Looking at the chaos of cities and small towns and the complete neglect of rural populations, not just this government but going back to 1947, it is apparent the entire governance structure is about privilege and corruption. Even high-minded leaders like Sonia Gandhi and Manmohan Singh are unable to make a dent; their writ simply doesn’t run. As the Singapore Prime Minister said in a recent interview, India is held in thrall by vested interests. What he was saying, in a polite way, is India suffers from a lapse of governance: bad roads, poor street lighting, discontinuous water supply, no sanitation, poor public health facilities, and dysfunctional schools.

In the end, there are two ideologies in India; one, the Congress that has its hands full just running the government peopled by know-nothings and do-nothings. Two, the others are all against the Congress and hoping to run the system, not for change and development; but for personal aggrandizement. What remains is the permanent government, the bureaucracy, and they have been having a ball since Rajiv Gandhi, with 220 seats refused to form the government in 1989. Since then the toadies have emerged from under their stones with caste and communal demands while the vested government officials simply twiddle their thumbs.

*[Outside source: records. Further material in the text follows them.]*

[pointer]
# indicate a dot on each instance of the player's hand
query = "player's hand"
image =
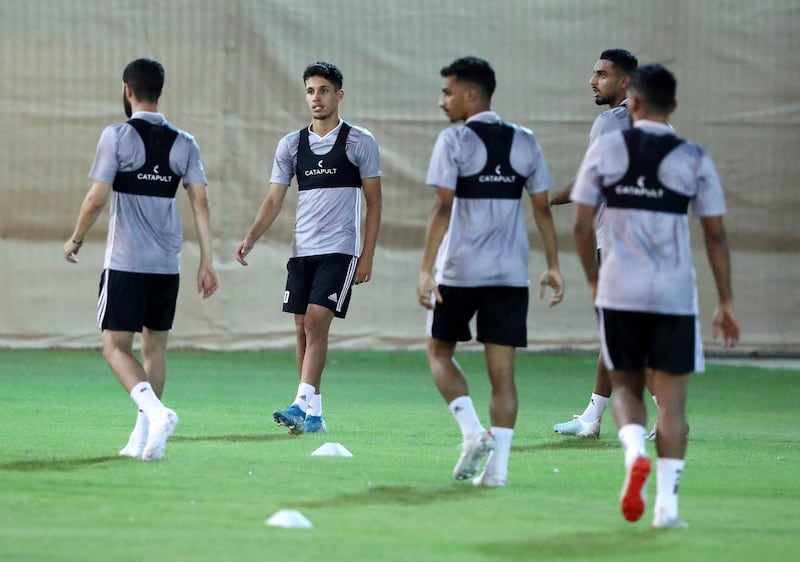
(242, 250)
(725, 324)
(207, 280)
(552, 278)
(363, 271)
(71, 249)
(426, 285)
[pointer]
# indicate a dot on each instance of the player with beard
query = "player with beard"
(139, 165)
(610, 78)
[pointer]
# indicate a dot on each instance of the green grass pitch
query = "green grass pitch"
(65, 495)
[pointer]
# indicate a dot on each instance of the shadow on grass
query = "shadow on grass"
(232, 438)
(575, 546)
(575, 443)
(40, 465)
(399, 495)
(51, 464)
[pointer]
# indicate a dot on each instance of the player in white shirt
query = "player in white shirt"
(609, 80)
(337, 168)
(138, 166)
(475, 261)
(645, 290)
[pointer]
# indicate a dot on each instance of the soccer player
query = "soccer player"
(336, 165)
(645, 291)
(609, 80)
(139, 165)
(475, 260)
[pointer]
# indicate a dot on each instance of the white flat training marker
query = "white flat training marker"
(332, 450)
(289, 519)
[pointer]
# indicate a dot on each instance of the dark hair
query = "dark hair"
(655, 85)
(325, 70)
(622, 59)
(146, 79)
(472, 69)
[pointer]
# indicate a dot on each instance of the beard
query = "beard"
(127, 106)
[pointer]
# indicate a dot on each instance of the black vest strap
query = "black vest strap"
(640, 187)
(155, 178)
(497, 180)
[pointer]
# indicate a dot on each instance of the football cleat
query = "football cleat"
(579, 427)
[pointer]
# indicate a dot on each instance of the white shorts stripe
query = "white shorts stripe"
(102, 300)
(348, 281)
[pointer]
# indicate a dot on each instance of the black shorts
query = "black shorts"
(634, 340)
(502, 315)
(323, 280)
(130, 301)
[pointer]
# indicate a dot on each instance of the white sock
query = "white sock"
(497, 467)
(465, 415)
(594, 410)
(305, 392)
(139, 433)
(147, 400)
(315, 406)
(632, 438)
(668, 479)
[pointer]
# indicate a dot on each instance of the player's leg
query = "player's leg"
(630, 416)
(503, 408)
(154, 345)
(671, 442)
(452, 385)
(587, 424)
(502, 327)
(678, 353)
(447, 324)
(624, 346)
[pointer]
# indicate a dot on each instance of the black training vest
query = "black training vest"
(640, 187)
(155, 178)
(333, 169)
(497, 180)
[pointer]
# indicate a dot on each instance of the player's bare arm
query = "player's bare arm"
(93, 204)
(719, 258)
(207, 279)
(372, 222)
(269, 210)
(563, 196)
(547, 230)
(437, 227)
(583, 229)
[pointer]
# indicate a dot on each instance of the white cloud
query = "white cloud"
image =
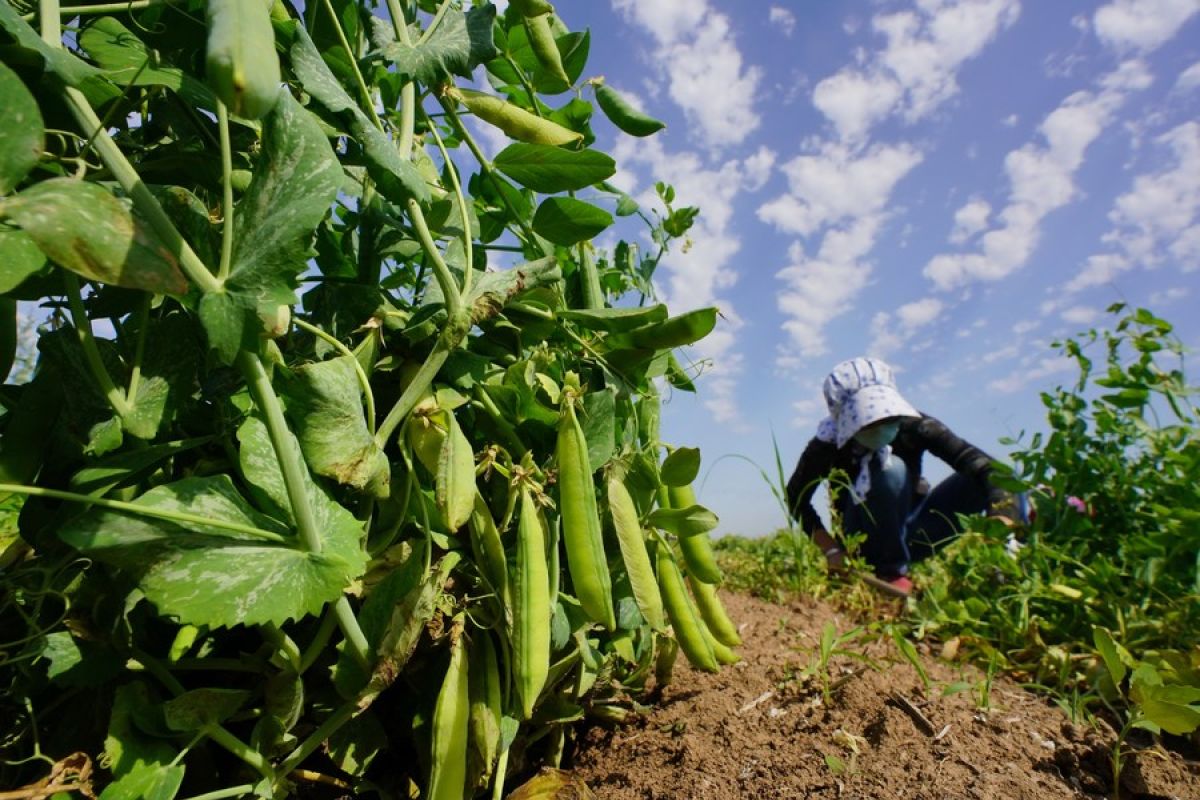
(1141, 24)
(1189, 78)
(917, 68)
(703, 68)
(783, 18)
(970, 220)
(835, 185)
(1041, 180)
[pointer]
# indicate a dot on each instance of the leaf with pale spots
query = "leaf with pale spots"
(210, 575)
(82, 227)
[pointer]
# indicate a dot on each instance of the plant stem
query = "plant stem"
(91, 353)
(467, 241)
(180, 517)
(291, 461)
(139, 349)
(441, 271)
(227, 193)
(364, 382)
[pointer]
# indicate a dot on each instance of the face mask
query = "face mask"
(877, 437)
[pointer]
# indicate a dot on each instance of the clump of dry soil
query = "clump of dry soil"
(761, 729)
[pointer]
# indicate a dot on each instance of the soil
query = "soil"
(763, 729)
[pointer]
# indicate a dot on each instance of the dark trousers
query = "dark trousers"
(900, 531)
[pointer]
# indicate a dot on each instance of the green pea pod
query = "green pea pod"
(622, 114)
(451, 720)
(455, 488)
(532, 7)
(712, 611)
(516, 121)
(531, 607)
(689, 629)
(241, 64)
(489, 548)
(545, 48)
(633, 551)
(697, 551)
(485, 704)
(7, 336)
(581, 522)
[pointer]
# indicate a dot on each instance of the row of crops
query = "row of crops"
(337, 465)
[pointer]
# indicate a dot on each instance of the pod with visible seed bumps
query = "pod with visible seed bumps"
(689, 629)
(581, 522)
(712, 611)
(241, 64)
(531, 607)
(516, 121)
(451, 719)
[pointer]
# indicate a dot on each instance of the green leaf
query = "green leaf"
(203, 708)
(19, 258)
(549, 169)
(613, 320)
(460, 43)
(295, 181)
(681, 467)
(22, 134)
(325, 404)
(126, 60)
(84, 228)
(567, 221)
(693, 521)
(396, 176)
(208, 575)
(1108, 649)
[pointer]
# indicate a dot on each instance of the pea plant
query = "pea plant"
(340, 464)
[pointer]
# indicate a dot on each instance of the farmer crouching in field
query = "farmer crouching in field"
(877, 439)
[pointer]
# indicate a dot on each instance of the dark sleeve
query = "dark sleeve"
(961, 456)
(810, 470)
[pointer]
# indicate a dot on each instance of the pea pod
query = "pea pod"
(689, 629)
(516, 121)
(531, 607)
(455, 489)
(633, 551)
(622, 114)
(712, 611)
(697, 551)
(581, 522)
(241, 62)
(485, 704)
(545, 48)
(448, 775)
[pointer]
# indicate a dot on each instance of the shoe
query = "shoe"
(898, 587)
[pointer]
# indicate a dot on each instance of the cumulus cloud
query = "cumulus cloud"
(835, 185)
(916, 71)
(1141, 25)
(706, 271)
(783, 18)
(1042, 179)
(697, 54)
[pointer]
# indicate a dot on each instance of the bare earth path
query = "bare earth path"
(761, 729)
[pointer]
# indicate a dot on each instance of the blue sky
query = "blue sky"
(949, 185)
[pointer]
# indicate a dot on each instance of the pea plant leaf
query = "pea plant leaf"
(294, 182)
(22, 136)
(325, 405)
(396, 178)
(85, 229)
(127, 60)
(567, 221)
(459, 44)
(216, 575)
(550, 169)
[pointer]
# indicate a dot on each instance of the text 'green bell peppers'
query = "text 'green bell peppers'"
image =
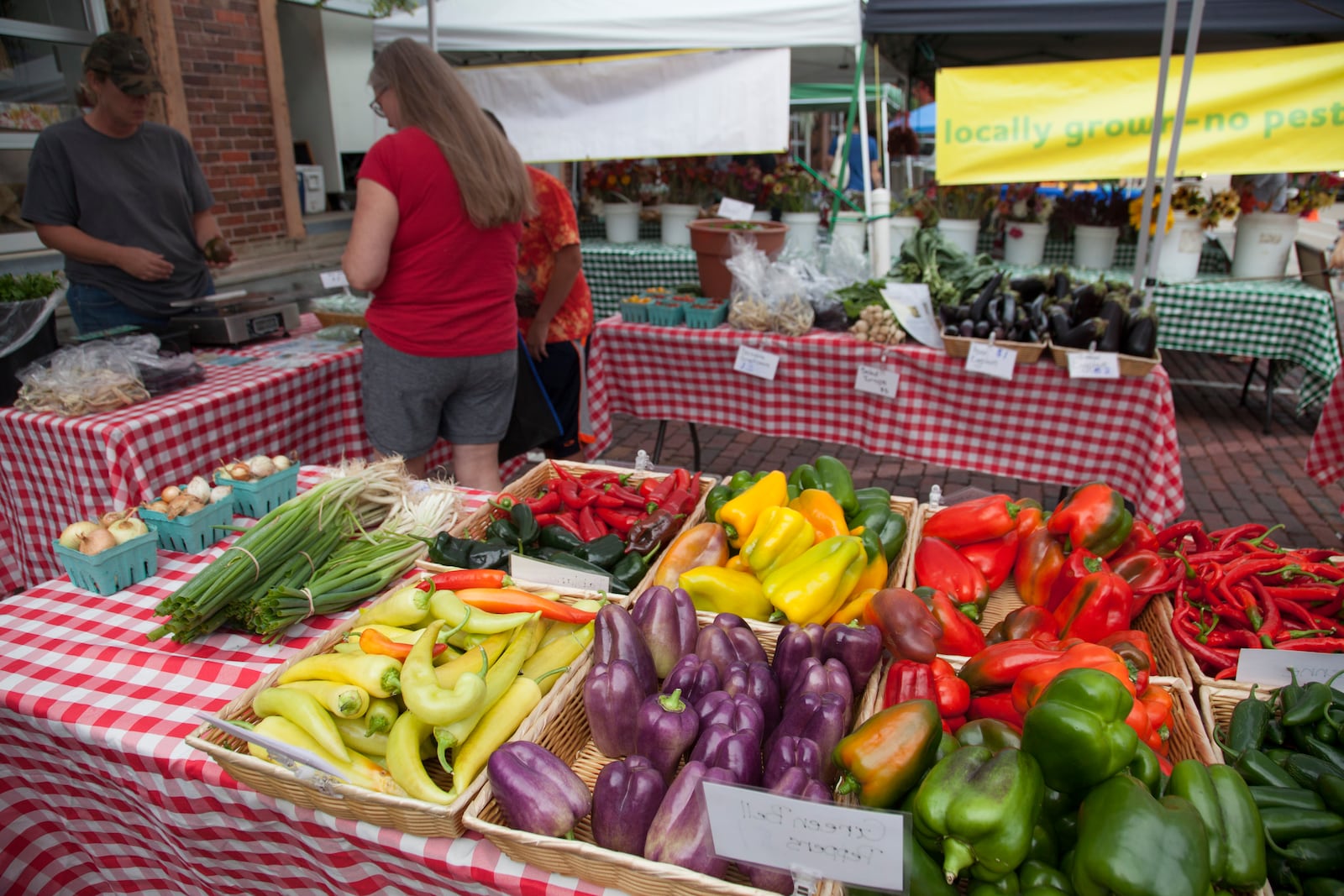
(1077, 730)
(978, 809)
(1131, 844)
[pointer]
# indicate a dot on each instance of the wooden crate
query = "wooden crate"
(335, 797)
(564, 730)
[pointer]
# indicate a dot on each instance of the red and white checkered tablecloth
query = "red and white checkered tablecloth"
(101, 793)
(1041, 426)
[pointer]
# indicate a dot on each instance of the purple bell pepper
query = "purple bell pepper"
(625, 799)
(859, 647)
(612, 699)
(756, 680)
(667, 620)
(790, 752)
(664, 731)
(694, 678)
(537, 792)
(680, 831)
(616, 637)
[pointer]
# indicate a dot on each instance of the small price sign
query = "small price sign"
(753, 362)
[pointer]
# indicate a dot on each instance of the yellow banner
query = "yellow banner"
(1249, 112)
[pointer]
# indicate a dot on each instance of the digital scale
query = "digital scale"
(237, 317)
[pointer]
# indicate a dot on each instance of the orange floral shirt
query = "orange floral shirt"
(554, 228)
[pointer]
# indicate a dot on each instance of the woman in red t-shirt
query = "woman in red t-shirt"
(434, 238)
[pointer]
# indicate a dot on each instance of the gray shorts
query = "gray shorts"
(410, 402)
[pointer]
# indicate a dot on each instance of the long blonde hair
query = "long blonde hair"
(490, 172)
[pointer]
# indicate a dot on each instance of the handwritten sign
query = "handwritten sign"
(877, 379)
(542, 573)
(853, 846)
(1093, 365)
(736, 208)
(991, 360)
(753, 362)
(914, 312)
(1270, 667)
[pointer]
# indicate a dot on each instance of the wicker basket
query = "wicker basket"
(338, 799)
(564, 730)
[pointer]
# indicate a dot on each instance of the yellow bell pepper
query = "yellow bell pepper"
(739, 515)
(812, 587)
(823, 512)
(721, 590)
(780, 535)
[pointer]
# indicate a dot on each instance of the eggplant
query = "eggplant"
(664, 730)
(535, 790)
(616, 637)
(665, 617)
(612, 696)
(625, 799)
(680, 831)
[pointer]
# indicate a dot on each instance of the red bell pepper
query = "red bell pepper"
(938, 564)
(994, 558)
(1041, 558)
(969, 521)
(960, 636)
(1100, 605)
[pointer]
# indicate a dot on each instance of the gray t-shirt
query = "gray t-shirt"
(132, 191)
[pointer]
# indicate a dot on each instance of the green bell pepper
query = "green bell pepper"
(979, 808)
(1077, 730)
(1131, 844)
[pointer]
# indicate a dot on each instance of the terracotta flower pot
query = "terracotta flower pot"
(710, 239)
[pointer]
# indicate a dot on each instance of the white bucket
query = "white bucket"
(803, 231)
(1095, 248)
(622, 223)
(1025, 244)
(961, 233)
(675, 217)
(1182, 248)
(902, 228)
(1263, 241)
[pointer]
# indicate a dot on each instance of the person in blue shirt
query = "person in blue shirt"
(853, 170)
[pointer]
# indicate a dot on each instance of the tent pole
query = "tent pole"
(1196, 16)
(1153, 148)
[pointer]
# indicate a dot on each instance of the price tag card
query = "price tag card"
(991, 360)
(541, 573)
(753, 362)
(1093, 365)
(860, 846)
(736, 208)
(914, 312)
(877, 379)
(1270, 667)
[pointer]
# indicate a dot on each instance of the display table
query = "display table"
(101, 794)
(1041, 426)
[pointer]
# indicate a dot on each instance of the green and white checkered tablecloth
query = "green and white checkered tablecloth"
(617, 270)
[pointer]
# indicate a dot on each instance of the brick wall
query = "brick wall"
(223, 74)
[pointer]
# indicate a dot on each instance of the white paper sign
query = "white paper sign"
(1093, 365)
(1270, 667)
(853, 846)
(736, 208)
(877, 379)
(753, 362)
(914, 312)
(991, 360)
(542, 573)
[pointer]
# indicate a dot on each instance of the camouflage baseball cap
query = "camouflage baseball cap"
(124, 60)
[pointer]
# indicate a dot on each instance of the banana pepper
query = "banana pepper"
(813, 586)
(780, 535)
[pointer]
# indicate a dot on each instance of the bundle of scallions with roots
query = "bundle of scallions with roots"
(288, 546)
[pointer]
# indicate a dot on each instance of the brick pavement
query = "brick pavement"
(1233, 472)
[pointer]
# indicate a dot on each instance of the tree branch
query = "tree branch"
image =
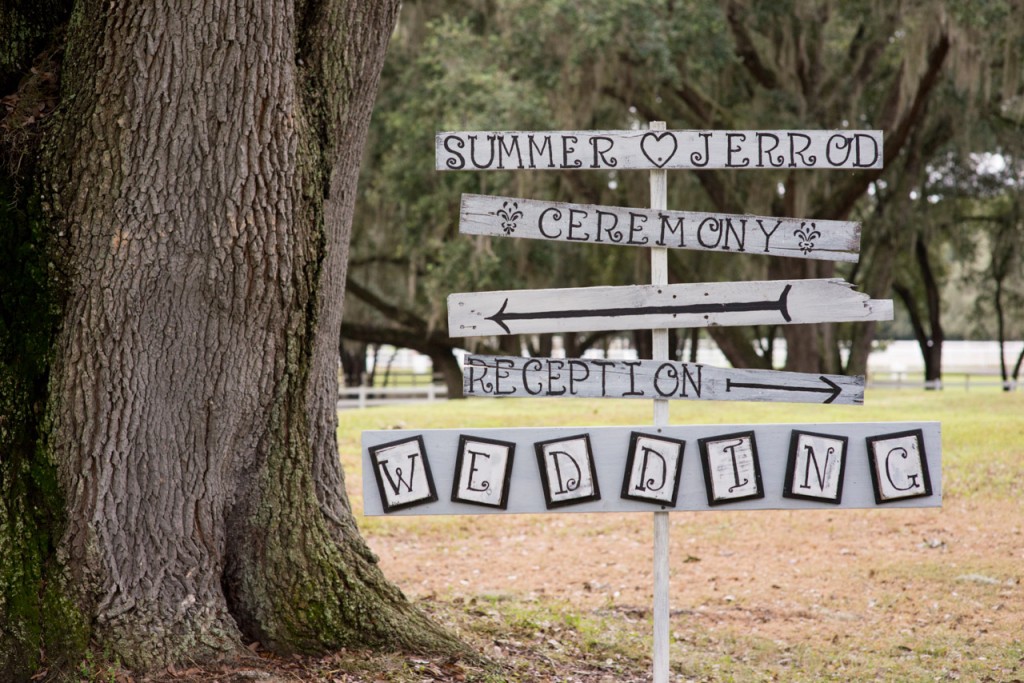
(745, 49)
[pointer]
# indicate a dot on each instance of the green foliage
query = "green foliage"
(39, 624)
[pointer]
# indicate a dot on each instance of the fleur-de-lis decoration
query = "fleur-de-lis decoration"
(510, 214)
(807, 237)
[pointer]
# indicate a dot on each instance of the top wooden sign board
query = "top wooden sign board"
(648, 150)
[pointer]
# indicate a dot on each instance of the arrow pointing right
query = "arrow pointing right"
(833, 389)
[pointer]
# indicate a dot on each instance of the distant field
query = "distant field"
(858, 595)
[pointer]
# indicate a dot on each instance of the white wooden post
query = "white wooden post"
(659, 344)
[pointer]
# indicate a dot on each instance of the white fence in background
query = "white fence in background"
(349, 397)
(969, 366)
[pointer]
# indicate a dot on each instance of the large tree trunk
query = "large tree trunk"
(201, 181)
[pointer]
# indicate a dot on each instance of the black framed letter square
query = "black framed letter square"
(816, 467)
(732, 471)
(567, 471)
(899, 467)
(402, 473)
(653, 466)
(482, 472)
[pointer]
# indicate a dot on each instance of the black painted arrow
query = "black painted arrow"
(833, 389)
(730, 307)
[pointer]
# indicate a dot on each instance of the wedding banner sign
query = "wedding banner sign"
(639, 469)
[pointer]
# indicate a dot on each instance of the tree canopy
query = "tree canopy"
(933, 76)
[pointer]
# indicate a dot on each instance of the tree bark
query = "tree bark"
(200, 179)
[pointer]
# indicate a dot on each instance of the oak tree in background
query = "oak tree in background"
(925, 72)
(175, 197)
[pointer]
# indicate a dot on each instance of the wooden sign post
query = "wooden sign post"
(662, 467)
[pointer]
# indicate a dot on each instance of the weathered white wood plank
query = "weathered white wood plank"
(558, 221)
(801, 466)
(647, 306)
(590, 378)
(479, 151)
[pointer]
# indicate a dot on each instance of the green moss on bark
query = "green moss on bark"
(39, 625)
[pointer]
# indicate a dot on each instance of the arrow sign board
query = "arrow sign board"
(480, 151)
(647, 306)
(513, 376)
(638, 469)
(502, 216)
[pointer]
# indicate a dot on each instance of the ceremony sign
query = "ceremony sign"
(660, 467)
(557, 221)
(639, 469)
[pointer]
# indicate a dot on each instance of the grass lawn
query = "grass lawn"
(862, 595)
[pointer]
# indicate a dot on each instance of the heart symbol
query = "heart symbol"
(658, 147)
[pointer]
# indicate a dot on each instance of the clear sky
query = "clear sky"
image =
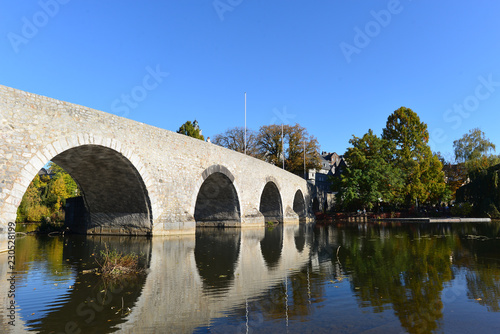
(337, 68)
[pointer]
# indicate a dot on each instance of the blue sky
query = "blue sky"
(337, 68)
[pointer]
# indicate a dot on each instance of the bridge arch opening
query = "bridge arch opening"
(299, 205)
(217, 203)
(270, 203)
(271, 245)
(315, 205)
(114, 198)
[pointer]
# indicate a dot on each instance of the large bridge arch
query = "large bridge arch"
(170, 167)
(299, 205)
(217, 202)
(112, 179)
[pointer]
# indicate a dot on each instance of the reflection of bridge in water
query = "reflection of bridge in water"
(191, 280)
(186, 288)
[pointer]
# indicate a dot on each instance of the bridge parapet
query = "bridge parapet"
(136, 178)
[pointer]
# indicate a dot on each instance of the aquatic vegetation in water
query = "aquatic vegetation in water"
(113, 263)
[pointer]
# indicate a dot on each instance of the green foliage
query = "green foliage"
(46, 196)
(370, 177)
(483, 192)
(234, 139)
(398, 169)
(422, 170)
(472, 146)
(271, 147)
(190, 130)
(462, 210)
(113, 263)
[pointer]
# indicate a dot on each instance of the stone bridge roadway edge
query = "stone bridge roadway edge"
(172, 167)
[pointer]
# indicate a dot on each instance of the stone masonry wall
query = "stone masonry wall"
(34, 129)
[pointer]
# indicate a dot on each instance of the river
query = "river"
(341, 278)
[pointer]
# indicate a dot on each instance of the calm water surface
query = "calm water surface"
(345, 278)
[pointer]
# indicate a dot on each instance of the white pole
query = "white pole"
(305, 175)
(282, 147)
(245, 122)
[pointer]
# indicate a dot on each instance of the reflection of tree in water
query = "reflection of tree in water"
(216, 254)
(293, 297)
(484, 286)
(92, 304)
(407, 271)
(479, 256)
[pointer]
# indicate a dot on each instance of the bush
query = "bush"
(37, 213)
(113, 263)
(462, 210)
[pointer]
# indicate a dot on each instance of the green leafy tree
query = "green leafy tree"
(423, 175)
(473, 150)
(46, 196)
(483, 192)
(234, 139)
(370, 177)
(273, 149)
(191, 130)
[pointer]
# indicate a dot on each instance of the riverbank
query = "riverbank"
(437, 220)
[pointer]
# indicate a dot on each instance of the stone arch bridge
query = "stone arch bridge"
(136, 178)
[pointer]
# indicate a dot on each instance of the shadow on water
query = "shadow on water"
(216, 254)
(54, 295)
(271, 245)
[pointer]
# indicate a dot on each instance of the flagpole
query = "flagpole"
(245, 122)
(305, 175)
(282, 147)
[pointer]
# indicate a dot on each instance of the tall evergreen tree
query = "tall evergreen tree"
(422, 170)
(191, 130)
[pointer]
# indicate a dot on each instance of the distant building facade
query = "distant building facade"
(332, 165)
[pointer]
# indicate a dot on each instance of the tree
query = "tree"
(191, 130)
(370, 176)
(273, 149)
(234, 139)
(473, 151)
(423, 175)
(472, 146)
(46, 196)
(483, 192)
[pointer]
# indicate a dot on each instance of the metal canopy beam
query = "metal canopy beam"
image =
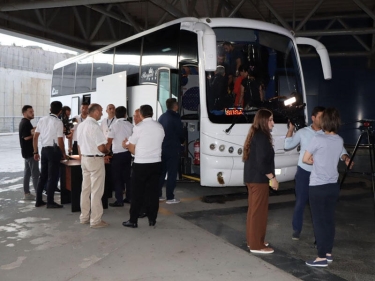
(302, 23)
(162, 19)
(365, 8)
(339, 54)
(257, 10)
(100, 23)
(360, 41)
(79, 21)
(129, 19)
(168, 8)
(276, 14)
(184, 7)
(113, 33)
(191, 7)
(236, 8)
(41, 4)
(109, 14)
(40, 18)
(206, 8)
(41, 28)
(52, 18)
(333, 32)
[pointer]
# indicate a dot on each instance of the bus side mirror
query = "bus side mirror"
(209, 46)
(322, 52)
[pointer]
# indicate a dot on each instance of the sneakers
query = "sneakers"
(116, 204)
(28, 196)
(101, 224)
(173, 201)
(295, 235)
(263, 251)
(40, 204)
(329, 258)
(315, 263)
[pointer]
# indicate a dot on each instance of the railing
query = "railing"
(9, 124)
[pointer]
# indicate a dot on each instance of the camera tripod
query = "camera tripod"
(368, 133)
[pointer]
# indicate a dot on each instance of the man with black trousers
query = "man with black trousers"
(145, 143)
(26, 133)
(121, 159)
(50, 129)
(171, 122)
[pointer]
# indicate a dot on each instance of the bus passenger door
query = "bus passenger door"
(189, 106)
(163, 91)
(110, 89)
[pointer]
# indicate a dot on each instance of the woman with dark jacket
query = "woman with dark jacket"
(259, 173)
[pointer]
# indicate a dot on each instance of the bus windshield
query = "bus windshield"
(256, 69)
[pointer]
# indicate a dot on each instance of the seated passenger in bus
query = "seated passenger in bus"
(252, 94)
(218, 89)
(237, 85)
(234, 59)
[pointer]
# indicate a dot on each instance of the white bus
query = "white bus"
(178, 59)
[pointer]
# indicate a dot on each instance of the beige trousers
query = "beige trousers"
(93, 173)
(257, 215)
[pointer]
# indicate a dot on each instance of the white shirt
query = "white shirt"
(120, 130)
(106, 124)
(50, 129)
(147, 137)
(90, 136)
(79, 119)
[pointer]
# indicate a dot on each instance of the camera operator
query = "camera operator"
(303, 138)
(109, 120)
(50, 129)
(68, 126)
(79, 119)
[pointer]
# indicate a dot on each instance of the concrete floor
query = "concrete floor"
(192, 240)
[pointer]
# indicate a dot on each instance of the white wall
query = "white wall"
(25, 78)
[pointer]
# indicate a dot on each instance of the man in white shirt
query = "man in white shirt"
(92, 150)
(79, 119)
(108, 121)
(121, 159)
(145, 143)
(136, 117)
(50, 129)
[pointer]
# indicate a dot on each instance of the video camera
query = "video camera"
(292, 112)
(67, 123)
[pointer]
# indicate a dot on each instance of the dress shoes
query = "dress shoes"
(142, 215)
(116, 204)
(40, 204)
(130, 224)
(54, 205)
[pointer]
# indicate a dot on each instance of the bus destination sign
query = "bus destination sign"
(233, 111)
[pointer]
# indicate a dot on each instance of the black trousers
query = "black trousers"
(75, 148)
(120, 168)
(323, 199)
(50, 165)
(145, 187)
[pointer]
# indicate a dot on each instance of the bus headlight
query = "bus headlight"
(220, 178)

Or milk their positions for rent in issuing licenses and permits.

So poverty endures in a country that is getting richer by leaps and bounds. No government will pay heed to middle class demands for better governance. The refrain is we represent the poor who have nothing so you should accept an abysmal quality of life. Even the governor of the Reserve Bank, who has succeeded in keeping interest rates higher than anywhere in the world, was quoted as saying, “Inflation is my concern because I represent the poor  people, who are most affected by spiraling prices.” Or some such words; never heard a central banker talk like this.

The cogent way to fight this government apathy and ineptitude, as Mahatma Gandhi did, is through lawful protest and constitutional propriety. The neo middle classes of India, schooled essentially in value-free disciplines such as engineering, management and vocational studies, have no appreciation for that. Their cause is just; their methods are hugely questionable.

An edited version of this article appeared on Times of India website on December 28, 2012.